Screened on a cranky old 16mm projector, "5 Short Films" hadn't been seen in public for 25 years. It was made in the mid '60s, when avant-garde movies looked and sounded homemade, even if they weren't meant to. Each of Manupelli's five pieces began with a dramatic title ("Say nothing about this to anyone"; "I must see you"). The screen went black, with faint blotches. You heard someone trying to start a car with a dead battery. Blinding lights went on and off. To the sound of an early synthesizer, the film seemed to have become stuck in the projector and burned. My eyes begin to see after-images when I blinked.
Dancers Katherine Ferrier and Jen Green — the "1" in "11+1" — wafted in front of the screen, letting the image imprint itself on their bodies. Fractured and disembodied bodies played a part in all the other films, as well.
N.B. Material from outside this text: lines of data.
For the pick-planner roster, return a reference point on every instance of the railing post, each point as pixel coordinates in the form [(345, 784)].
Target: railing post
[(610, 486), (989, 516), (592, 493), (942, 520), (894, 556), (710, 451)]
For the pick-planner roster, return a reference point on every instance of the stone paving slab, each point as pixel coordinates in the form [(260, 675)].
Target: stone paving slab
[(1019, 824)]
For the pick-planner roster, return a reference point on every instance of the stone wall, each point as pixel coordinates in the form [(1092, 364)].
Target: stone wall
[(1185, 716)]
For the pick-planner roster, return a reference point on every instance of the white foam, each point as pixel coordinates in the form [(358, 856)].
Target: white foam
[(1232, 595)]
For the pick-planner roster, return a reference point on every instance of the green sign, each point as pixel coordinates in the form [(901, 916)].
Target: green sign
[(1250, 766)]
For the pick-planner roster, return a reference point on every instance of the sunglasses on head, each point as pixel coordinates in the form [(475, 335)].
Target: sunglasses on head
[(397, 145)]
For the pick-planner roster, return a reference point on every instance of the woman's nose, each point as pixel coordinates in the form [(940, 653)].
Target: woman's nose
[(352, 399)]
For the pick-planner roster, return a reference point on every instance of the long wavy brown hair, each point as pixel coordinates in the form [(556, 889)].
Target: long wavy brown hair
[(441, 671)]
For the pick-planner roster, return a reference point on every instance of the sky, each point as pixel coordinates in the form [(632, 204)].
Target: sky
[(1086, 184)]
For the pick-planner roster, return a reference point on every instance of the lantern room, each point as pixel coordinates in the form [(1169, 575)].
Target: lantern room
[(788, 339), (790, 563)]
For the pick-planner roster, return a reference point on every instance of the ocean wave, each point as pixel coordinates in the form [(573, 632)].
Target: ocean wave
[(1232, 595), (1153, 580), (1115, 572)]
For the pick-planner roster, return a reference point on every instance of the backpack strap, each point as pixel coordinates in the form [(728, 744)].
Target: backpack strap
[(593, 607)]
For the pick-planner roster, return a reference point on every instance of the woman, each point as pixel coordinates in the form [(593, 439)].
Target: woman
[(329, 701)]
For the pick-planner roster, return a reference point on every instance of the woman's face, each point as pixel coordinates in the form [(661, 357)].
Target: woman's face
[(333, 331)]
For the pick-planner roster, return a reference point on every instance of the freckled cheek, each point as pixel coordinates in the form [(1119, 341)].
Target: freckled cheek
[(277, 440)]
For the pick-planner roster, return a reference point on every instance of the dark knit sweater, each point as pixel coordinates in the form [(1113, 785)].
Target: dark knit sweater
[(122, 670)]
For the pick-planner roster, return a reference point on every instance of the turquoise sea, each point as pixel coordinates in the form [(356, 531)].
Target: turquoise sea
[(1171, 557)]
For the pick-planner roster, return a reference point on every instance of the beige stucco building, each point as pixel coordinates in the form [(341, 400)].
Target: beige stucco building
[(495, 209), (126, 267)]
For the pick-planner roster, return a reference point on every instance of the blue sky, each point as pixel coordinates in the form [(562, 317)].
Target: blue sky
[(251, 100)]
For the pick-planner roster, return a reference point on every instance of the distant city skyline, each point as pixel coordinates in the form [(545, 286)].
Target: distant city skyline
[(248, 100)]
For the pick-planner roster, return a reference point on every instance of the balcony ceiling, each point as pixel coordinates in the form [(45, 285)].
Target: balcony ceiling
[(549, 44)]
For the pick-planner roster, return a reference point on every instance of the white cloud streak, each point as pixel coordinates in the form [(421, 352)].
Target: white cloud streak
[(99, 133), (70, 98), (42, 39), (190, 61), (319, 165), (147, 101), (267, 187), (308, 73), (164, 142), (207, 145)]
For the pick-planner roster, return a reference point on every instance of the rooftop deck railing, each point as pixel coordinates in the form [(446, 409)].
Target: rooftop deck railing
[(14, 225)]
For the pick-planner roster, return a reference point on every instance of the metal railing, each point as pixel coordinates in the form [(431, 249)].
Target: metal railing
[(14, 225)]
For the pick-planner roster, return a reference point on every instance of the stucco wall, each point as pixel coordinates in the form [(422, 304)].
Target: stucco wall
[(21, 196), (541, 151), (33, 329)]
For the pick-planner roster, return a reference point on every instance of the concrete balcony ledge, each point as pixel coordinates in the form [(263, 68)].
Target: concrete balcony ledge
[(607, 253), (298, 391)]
With her own vocalizations as background, Marjorie Morgan played with the camera's ability to tease, deceive, reveal. For "Hand Dance," two hands moved close to the lens, creating slippery shapes and designs. In "Slough," the camera drew back from a swath of polka-dotted fabric to show Morgan's foreshortened body slowly wriggling out of a dress. Then she sloughed off a white satin slip, like an insect shedding its skin, and began rolling out of the frame. In "Ascent," sensuous curves and a square of light turned out to be another naked body, this one inching its way up over a windowsill. At the end, it was arrested half in and half out of the window. Or maybe Morgan had been stealthily climbing in, and the film was running in reverse.
Dancer/choreographer Marie Chabert, dressed in gauze, whirled and skipped on a woodsy lawn for Will Donovan's camera in the three-minute "Day of the Pixie." Chabert might have taken flight, but the camera confined her, ecstatically going in and out of focus, sidling up close to her body, but never letting her escape its eye.